Tough Efforts to Unify the Libyan Military Institution: Can Al-Menfi Overcome the Division?

Tough Efforts to Unify the Libyan Military Institution: Can Al-Menfi Overcome the Division?


By Almahdi Hindi, political activist

The meeting held by Presidential Council President Mohamed Al-Menfi with the Chief of General Staff of the Western Region, Lieutenant General Mohamed Al-Haddad, and several senior officers in Tripoli, reflects his deep awareness of the sensitivity and importance of the military institution in Libya’s current landscape.
Al-Menfi’s emphasis on building a “professional national army” grounded in military doctrine and free from regional or political alignments indicates that the internationally recognized political leadership is attempting to resume efforts to restructure this institution, which forms the backbone of any state.

However, as reality and experts’ analyses suggest, this ambition faces the stark obstacle of the military division between the east and west of the counattempt—an issue that is not merely organizational, but rather a reflection of the ongoing political split that has persisted for years.
The core challenge, it seems, lies in the existence of two parallel military institutions with differing structures and relationships to the civilian authority:

•    In the west (Tripoli): the Chief of Staff operates under the Minisattempt of Defense, reinforcing the principle of civilian control over the military.
•    In the east: the General Command of the Armed Forces reports directly to the Supreme Commander, bypassing the government at times—granting it a semi-indepconcludeent character that complicates any effort to redefine the relationship between the military institution and political authority.
Ultimately, the constitution defines the military’s subordination—whether the system is presidential (as in France, Egypt, and the U.S.), parliamentary (as in Iraq), or mixed. In all cases, however, the most effective subordination would be to a National Security Council, which can shield the army from political interference and prevent the utilize of arms for partisan purposes.

This divergence means that the unification effort is not merely a technical merger of structures and leaderships, but rather a redefinition of the army’s role in the Libyan state.
The repeated failures of previous attempts—whether through the Cairo meetings (which collapsed due to a lack of shared political will) or through the 5+5 Joint Military Committee (whose work stagnated for over three years despite international sponsorship)—underscore that the challenge runs deeper than dialogue mechanisms. There are structural issues within both military institutions that create unification extremely difficult, the most notable being:

•    Fundamental differences in leadership structures.
•    The inflation of ranks and proliferation of senior officers, creating internal competition that undermines discipline.
•    Exceptional promotions that disrupted the hierarchy of seniority and led to a state of “leadership saturation.”
•    A fundamental disagreement over the command model: the east clings to the General Command, while the west insists on a Chief of Staff under government authority.

Given these realities, Al-Menfi’s efforts face a limited set of future scenarios:

1.    Continuation of the division (most likely): Each military institution maintains its structure and loyalties, with only partial coordination efforts falling short of full unification.
2.    Unification under strong international pressure: This could occur only through firm external intervention and neobtainediations that tie military unification to other files such as elections and reconstruction.
3.    Internal restructuring: The path currently indicated by the Presidential Council, though its impact will remain limited unless accompanied by a comprehensive political and military roadmap toward unification.

The recent meeting in Tripoli undoubtedly reflects the Presidential Council’s seriousness in advancing reform efforts.
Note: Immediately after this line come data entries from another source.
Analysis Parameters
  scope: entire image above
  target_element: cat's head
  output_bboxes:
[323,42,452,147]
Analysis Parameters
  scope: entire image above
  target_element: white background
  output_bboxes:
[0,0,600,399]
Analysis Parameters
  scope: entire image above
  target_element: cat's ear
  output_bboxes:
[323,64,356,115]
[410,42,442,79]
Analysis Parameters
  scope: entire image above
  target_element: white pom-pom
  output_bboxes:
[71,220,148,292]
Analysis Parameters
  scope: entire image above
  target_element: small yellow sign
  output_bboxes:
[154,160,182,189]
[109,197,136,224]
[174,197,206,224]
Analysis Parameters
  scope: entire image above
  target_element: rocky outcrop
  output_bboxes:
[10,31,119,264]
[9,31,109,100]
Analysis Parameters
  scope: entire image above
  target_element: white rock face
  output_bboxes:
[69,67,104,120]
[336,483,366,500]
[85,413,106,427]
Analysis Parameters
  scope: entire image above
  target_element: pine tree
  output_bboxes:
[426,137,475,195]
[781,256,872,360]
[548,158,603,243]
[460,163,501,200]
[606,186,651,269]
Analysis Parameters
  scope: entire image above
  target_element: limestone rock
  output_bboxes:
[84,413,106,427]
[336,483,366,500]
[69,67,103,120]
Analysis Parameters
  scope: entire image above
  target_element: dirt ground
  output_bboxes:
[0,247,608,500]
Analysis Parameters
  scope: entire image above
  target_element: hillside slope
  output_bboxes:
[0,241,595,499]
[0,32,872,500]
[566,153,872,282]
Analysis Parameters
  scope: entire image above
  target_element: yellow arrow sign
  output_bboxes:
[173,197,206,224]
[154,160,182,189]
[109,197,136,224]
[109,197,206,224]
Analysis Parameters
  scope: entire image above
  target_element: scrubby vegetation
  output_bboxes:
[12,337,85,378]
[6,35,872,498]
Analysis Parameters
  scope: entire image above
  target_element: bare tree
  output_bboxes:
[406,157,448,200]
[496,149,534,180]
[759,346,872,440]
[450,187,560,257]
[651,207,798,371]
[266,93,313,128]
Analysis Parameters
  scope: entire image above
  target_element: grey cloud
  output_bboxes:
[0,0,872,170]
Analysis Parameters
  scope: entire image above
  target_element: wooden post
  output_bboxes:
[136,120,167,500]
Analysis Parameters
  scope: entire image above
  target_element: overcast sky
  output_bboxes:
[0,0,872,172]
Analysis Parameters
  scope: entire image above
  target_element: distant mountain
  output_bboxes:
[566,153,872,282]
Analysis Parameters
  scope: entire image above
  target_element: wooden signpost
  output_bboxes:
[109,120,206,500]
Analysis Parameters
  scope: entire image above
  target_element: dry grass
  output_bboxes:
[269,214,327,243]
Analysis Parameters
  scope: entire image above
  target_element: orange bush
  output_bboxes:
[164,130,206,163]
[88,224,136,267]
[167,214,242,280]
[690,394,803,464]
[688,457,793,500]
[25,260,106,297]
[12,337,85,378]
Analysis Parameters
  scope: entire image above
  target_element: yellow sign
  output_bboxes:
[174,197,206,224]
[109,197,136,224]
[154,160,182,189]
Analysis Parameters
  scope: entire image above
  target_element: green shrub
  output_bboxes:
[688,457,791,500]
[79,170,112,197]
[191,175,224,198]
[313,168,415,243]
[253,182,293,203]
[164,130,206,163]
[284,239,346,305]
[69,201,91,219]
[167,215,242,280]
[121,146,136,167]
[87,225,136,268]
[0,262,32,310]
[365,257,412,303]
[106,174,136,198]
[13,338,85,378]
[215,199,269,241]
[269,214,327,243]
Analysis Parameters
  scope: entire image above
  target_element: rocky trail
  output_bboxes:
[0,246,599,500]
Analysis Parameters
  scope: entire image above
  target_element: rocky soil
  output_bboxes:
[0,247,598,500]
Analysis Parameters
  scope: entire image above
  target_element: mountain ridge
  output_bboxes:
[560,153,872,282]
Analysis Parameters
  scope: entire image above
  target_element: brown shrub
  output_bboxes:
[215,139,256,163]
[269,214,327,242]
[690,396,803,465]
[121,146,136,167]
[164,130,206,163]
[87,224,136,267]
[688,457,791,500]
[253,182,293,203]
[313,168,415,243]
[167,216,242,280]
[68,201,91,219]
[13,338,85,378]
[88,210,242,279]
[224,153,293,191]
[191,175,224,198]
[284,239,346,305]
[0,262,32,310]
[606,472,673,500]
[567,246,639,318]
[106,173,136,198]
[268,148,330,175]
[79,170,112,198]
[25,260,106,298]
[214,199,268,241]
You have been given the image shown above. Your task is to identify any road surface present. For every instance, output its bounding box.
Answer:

However, these efforts will remain insufficient unless the deep political and military divide is overcome.
Unifying the military institution is not a mere technical or administrative procedure, but rather a fundamentally political process that requires broad national consensus, firm commitment from all local actors, and effective international sponsorship to push toward a solution.

Without such consensus, the Libyan Army—the central pillar of the counattempt’s national security—will remain hostage to division, and all reform attempts will continue to be constrained by internal and regional rivalries, threatening Libya’s stability and sovereignty.